Our fruity Chinese breakfast

Our fruity Chinese breakfast

How we get our fruit

Marina already told you that we mostly buy our fruit at a local store just across the street. I like to go there because the fruit is super fresh. The owners seem surprised by the quantities we buy so frequently, and always add a little something to our bags.

They do their best to teach me Chinese as well, sometimes they hide the calculator display to see whether I understood the numbers they just said. Usually it works pretty well.

Our breakfast routine

Today, Marina did what she likes to do on a weekend – sleep in, so I prepared breakfast and took a few pictures during the process. During the week, traffic gets crazy in the morning, so we like to leave our apartment early and usually bring a bag of fruit and eat it in the taxi or metro on our way to work.

On one of the first days here, I went to store and bought all the stuff that I had never seen before. Right now our regular breakfast fruit are:

Our fruit selection

Mangosteen / 山竹 (shānzhú) / Mangostane: I have never even seen this fruit before. They are very sweet and look a little like garlic cloves. You can break them open and push the fruit of the shell. Sometimes the have one or more pits, sometimes they don’t. I haven’t found a pattern yet. When I checked Wikipedia, it says that mangosteen are very healthy because of their high level of antioxidants.

Waxberry / 杨梅 (yángméi) / Pappelpflaume: Another fruit, I have never seen before. Waxberries are soft and have a very structured skin. They have one pit and they taste like a mix of cherries and litchies.

Litchi / 荔枝 (lìzhī): Well, you probably know what litchis are. But to be honest: no litchi I ever had was as sweet and juicy as the ones you get here. Our litchi consumption is through the roof. I think it’s the sheer amount of litchis we buy that confuses the people in the fruit store the most.

Mango / 芒果 (mángguǒ): The mangos you get here are very ripe and sweet. A mango this ripe back home would have already started to ferment and smell. Here they are still firm, easy to peel and very delicious.

Passion fruit / 百香果 (bǎixiāngguǒ): The passion fruit contain almost twice the amount of pulp we were used to in Germany. The taste is very intense and you can almost not eat more than a spoon full.

Dragon Fruit / 火龙果 (huǒlóngguǒ): The dragon fruit certainly look interesting, but they don’t have a taste as intense as the others. Compared to the passion fruits, they are almost tasteless. Here in China, they are part of almost every fruit platter.
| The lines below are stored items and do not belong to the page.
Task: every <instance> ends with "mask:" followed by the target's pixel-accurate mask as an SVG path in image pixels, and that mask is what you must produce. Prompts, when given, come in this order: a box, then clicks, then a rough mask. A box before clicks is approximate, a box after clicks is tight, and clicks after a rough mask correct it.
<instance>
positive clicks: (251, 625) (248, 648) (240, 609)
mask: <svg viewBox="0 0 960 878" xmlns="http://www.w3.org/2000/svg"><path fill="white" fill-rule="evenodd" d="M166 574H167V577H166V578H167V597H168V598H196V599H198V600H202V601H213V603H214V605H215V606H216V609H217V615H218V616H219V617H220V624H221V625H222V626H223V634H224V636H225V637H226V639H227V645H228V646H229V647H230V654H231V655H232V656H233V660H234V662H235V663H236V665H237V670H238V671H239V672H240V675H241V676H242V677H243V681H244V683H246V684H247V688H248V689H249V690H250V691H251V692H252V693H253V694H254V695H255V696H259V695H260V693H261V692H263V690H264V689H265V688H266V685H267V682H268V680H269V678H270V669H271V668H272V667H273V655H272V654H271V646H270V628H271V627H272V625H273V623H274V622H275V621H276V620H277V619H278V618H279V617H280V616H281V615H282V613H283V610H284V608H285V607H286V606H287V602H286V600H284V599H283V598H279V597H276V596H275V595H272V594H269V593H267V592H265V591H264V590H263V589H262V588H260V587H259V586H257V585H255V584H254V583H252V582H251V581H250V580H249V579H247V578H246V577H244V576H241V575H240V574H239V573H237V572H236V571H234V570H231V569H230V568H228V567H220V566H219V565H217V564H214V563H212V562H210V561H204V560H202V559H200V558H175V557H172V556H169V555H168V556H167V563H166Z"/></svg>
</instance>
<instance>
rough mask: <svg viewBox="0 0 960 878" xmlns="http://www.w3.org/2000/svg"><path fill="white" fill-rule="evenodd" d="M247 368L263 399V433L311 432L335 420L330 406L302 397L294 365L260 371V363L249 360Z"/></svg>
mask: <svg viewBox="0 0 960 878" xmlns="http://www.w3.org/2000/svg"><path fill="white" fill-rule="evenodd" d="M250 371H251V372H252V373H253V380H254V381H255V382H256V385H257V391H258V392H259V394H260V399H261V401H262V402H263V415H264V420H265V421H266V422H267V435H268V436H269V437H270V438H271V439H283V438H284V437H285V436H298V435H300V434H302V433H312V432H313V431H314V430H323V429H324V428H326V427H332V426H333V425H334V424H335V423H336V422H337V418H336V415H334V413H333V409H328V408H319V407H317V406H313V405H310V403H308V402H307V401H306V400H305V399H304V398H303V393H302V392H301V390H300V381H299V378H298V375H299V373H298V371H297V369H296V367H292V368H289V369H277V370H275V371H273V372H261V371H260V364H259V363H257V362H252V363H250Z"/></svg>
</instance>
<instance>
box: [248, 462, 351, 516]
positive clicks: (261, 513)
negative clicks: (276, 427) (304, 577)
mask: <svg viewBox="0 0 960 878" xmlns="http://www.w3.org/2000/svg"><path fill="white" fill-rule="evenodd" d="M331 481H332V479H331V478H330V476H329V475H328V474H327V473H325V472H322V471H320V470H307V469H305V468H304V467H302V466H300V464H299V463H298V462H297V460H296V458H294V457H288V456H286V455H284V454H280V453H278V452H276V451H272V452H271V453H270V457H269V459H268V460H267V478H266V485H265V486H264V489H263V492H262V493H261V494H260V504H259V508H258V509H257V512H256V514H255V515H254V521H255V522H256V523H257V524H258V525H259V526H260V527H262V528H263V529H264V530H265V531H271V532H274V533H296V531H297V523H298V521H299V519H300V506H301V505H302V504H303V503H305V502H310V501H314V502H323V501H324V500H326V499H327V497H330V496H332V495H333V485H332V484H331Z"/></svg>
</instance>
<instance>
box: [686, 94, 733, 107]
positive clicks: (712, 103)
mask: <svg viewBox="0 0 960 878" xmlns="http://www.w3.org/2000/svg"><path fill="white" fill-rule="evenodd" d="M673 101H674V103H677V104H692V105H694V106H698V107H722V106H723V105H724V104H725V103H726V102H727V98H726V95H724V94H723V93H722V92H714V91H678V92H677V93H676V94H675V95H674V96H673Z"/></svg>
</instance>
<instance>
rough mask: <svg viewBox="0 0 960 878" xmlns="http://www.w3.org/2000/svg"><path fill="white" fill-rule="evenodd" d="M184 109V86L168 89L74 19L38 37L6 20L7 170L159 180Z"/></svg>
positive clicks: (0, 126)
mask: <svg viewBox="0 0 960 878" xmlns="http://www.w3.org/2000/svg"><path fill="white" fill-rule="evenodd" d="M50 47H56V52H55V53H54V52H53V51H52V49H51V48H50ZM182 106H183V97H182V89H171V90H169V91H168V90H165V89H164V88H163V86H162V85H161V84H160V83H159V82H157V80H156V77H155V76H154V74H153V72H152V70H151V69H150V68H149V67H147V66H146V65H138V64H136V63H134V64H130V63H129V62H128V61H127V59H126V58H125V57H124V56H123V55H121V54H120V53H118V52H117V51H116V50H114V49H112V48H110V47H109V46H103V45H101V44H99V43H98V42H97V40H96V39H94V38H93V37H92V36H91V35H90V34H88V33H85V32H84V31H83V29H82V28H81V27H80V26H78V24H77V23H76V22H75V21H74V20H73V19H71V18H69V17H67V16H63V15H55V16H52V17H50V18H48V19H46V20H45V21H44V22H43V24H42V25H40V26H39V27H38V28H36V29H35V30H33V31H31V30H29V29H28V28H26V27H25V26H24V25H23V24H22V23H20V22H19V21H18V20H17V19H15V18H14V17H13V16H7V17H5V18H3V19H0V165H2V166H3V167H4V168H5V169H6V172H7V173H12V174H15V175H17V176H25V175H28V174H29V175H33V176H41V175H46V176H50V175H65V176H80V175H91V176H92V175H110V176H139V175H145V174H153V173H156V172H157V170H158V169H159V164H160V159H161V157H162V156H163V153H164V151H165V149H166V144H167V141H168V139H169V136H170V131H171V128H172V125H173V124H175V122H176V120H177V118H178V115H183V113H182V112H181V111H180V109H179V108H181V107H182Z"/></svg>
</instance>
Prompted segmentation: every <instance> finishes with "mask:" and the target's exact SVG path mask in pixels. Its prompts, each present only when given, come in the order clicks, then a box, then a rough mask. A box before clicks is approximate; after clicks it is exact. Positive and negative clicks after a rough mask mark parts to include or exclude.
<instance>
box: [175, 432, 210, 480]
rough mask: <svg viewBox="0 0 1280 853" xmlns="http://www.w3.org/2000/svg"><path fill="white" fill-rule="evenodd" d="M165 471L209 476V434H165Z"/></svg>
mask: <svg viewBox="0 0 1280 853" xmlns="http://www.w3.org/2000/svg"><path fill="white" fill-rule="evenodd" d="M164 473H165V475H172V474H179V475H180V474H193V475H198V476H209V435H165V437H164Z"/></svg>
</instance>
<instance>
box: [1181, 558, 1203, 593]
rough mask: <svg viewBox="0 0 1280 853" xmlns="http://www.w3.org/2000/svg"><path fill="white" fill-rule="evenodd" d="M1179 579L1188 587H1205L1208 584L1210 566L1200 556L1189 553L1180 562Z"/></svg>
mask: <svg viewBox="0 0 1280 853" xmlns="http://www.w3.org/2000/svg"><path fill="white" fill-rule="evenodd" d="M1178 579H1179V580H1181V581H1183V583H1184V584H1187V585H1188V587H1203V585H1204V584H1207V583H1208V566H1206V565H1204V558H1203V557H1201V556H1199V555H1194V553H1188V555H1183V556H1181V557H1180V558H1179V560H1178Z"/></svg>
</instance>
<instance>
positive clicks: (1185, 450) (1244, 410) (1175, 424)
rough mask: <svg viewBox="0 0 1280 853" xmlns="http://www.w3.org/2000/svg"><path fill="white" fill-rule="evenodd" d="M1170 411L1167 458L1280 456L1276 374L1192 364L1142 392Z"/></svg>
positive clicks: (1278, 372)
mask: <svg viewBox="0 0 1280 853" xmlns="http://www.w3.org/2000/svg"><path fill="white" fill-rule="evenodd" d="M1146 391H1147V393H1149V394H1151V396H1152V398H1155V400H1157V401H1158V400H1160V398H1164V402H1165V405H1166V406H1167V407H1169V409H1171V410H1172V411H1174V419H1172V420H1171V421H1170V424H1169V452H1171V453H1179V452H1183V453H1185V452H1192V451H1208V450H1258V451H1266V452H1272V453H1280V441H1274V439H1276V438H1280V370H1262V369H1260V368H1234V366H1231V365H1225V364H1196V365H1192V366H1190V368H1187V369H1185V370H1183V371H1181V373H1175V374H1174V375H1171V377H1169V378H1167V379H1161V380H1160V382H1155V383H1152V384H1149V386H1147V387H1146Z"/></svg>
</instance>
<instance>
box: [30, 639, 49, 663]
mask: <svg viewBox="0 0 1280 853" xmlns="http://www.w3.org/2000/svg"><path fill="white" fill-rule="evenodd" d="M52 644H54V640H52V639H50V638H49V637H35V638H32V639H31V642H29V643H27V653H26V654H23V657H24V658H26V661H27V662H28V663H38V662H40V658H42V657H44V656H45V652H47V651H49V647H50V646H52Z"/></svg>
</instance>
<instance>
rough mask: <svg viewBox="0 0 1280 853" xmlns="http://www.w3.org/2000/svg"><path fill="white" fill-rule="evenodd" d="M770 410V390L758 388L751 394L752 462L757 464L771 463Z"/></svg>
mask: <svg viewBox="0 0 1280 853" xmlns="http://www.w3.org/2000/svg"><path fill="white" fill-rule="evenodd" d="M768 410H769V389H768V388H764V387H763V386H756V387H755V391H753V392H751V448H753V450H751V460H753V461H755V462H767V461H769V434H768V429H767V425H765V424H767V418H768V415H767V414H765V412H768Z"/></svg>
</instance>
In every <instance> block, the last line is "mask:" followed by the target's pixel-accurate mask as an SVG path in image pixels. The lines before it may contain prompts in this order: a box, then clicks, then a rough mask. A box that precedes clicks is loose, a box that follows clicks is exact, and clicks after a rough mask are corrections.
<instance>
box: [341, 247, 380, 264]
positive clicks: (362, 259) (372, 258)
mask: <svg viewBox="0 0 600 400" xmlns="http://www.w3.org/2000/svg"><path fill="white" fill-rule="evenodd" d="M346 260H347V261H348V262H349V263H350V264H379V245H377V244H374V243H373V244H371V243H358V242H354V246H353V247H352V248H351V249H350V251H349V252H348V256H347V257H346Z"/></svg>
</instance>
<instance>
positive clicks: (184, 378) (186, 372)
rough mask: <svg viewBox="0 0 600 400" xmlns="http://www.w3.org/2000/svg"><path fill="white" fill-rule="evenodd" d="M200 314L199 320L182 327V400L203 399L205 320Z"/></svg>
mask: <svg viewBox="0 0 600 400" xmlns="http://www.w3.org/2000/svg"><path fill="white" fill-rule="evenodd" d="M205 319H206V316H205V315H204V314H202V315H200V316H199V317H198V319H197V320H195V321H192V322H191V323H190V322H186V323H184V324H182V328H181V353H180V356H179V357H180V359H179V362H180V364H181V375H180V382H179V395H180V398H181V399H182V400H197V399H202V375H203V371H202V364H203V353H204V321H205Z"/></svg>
Honorary mentions: While the selection of fruit here is certainly bigger, we still eat apples and bananas every once in a while 🙂

Alternatives to fruit

Milk and cereal are not very common here, hence very expensive and available only in international super markets. People here basically eat the same things for breakfast they have for lunch and dinner.

This weekend, Marina tried bread for the first time. [Edit Marina: It was seedy and very good!] You can find lots of bakeries here in Shanghai, and we have one just around the corner. Famous in Shanghai is an adopted Portuguese specialty called Pasteis de Nata (or just egg tart) that you can see in the picture.

When it comes to baking though, it’s probably better to wait for an article featuring Marina’s expertise.

2 Replies to “Our fruity Chinese breakfast”

  1. Nice to read about you, guys! You seem to adapt quickly to your new life. Did you have Chinese lessons in Germany already?

  2. Yes, we took a 2 week class but it was in February and unfortunately I seem to have forgotten most of it. Now that we are getting settled it’s time to start again.